[Linux-cluster] Interfacing csnap to cluster stack

Sat Oct 9 00:44:44 UTC 2004

On Friday 08 October 2004 18:30, Daniel McNeil wrote:
> The csnap server is the best one to know what is best.

It's not running, how can it know?  You probably meant, the csnap agent 
(running in user space on every cluster node).  Then I'd say, how can 
it know by looking only at itself?  (Similar to looking in the mirror 
at yourself and thinking "I'm da man!"  In the real world, it's 
normally other people who decide you're the man, and give you 
responsibilities.)

> See my previous posting on using 2 dlm locks to allow
> different priorities.  A directly connected node will
> be selected if there is one, otherwise one of the "other"
> nodes will be selected.  The csnap server can just do
> the right thing.

Sorry for not responsding to that.  Speed of connection is only one 
metric.  What about the speed and memory capacity of the node itself?  
What about the current workload of the node?  And what about comparing 
these things to other nodes?

> > > (3) Don't use the cluster-lock model.  It has its shortcomings. 
> > > Its strengths are in its simplicity; not its flexibility.
>
> Actually, the DLM can be used in simple ways or very complex
> ways.  It is very flexible.  It does have a different programming
> model that takes time to get use to.

As soon as you start using it in a complex way, you probably should have 
spent your time building the thing you're trying to approximate with 
the dlm.  You'll end up with what you really want, with the same amount 
of effort, or less because you won't spend a lot of time trying to make 
it be something it isn't.

If you find a need for global locking in your design, go ahead and use 
the dlm for it, but don't try to turn the dlm into a resource manager, 
it simply isn't.

Why is it that the hammer/nail effect gets so strong in the vicinity of 
a dlm?

> > Yes, that's the one.  We need real resource management, even if it
> > initially just consists of an administrator setting up config
> > files. Something has to read those config files[1] and respond to
> > server instance requests from csnap agents accordingly.
> >
> > [1] At cluster bring-up time.  The resource manager has to be able
> > to operate without reading files during failover.
>
> IMHO, a resource manager is NOT the right way to do this:
>
> - cluster services should avoid config files if at all possible.
>    If they are are not set up right, the whole cluster can get
>    messed up.  If the cluster changes, the config files might
>    need to change.  The config files will be your single point
>    of failure.  From previous experience, cluster configuration
>    is one of the biggest sources of cluster failure, and you
>    won't know it until a failure -- the worst possible time.
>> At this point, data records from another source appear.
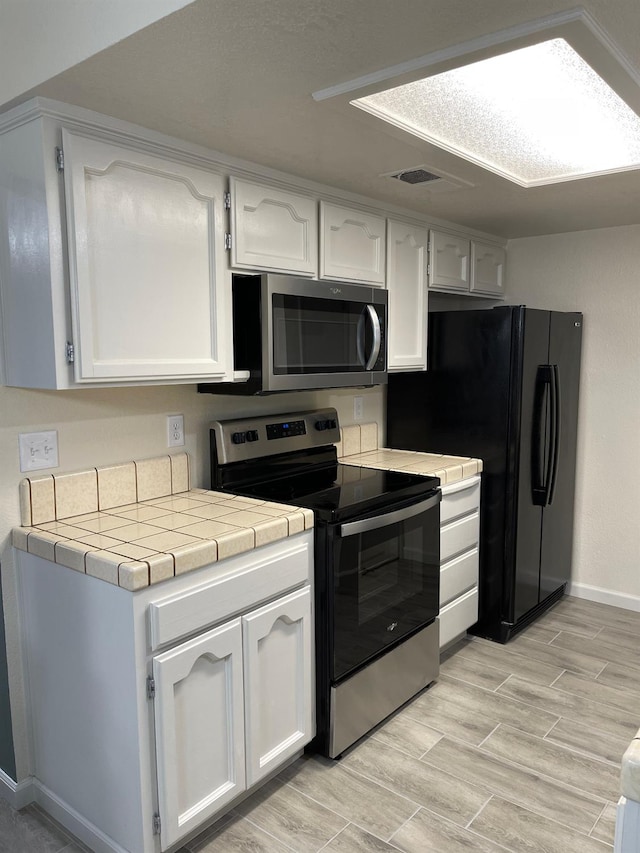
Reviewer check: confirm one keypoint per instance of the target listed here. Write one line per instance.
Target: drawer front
(459, 536)
(457, 616)
(458, 575)
(244, 582)
(459, 499)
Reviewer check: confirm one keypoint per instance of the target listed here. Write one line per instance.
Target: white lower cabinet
(459, 540)
(142, 735)
(217, 736)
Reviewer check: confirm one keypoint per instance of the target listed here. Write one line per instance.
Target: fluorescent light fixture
(536, 115)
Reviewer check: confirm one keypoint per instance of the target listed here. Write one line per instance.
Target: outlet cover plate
(38, 450)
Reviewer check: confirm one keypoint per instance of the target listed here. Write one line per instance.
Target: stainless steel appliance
(377, 555)
(292, 334)
(503, 385)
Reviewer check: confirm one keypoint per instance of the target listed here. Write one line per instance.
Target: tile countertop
(139, 523)
(147, 542)
(448, 469)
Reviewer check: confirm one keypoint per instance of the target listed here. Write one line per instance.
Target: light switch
(38, 450)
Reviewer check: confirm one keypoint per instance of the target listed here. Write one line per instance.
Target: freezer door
(523, 543)
(565, 341)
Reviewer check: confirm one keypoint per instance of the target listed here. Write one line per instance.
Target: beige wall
(98, 427)
(598, 273)
(57, 35)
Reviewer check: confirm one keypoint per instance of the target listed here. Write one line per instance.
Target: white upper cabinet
(407, 286)
(487, 269)
(117, 273)
(352, 245)
(145, 264)
(449, 258)
(273, 229)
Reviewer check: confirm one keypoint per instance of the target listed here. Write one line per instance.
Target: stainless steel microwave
(293, 334)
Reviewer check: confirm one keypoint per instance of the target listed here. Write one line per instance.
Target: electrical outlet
(358, 408)
(175, 430)
(38, 450)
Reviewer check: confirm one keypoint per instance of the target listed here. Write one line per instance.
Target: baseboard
(17, 794)
(74, 822)
(604, 596)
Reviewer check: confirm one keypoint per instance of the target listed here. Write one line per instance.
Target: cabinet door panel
(278, 679)
(487, 264)
(407, 286)
(352, 245)
(199, 720)
(273, 229)
(145, 261)
(449, 262)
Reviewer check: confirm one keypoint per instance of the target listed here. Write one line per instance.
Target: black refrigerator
(502, 385)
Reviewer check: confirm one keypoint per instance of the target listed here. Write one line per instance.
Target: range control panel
(250, 438)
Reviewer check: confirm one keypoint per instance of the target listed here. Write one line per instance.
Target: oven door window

Then the configuration file should let you configure only what needs to 
be configuring.  Anyway, what do config files have to do with needing 
or not needing a resource manager?

> - It makes a low-level function dependent on a higher-level
>    function.  As you say above, the resource manager has to
>    operate very carefully to avoid dead locking.  This is
>    asking for trouble.

Then what we want is a good, low-level resource manager.  Let people 
interface to it and script themselves into oblivion, err, nirvana, but 
make the low level thing very simple and easy to audit.

Regards,

Daniel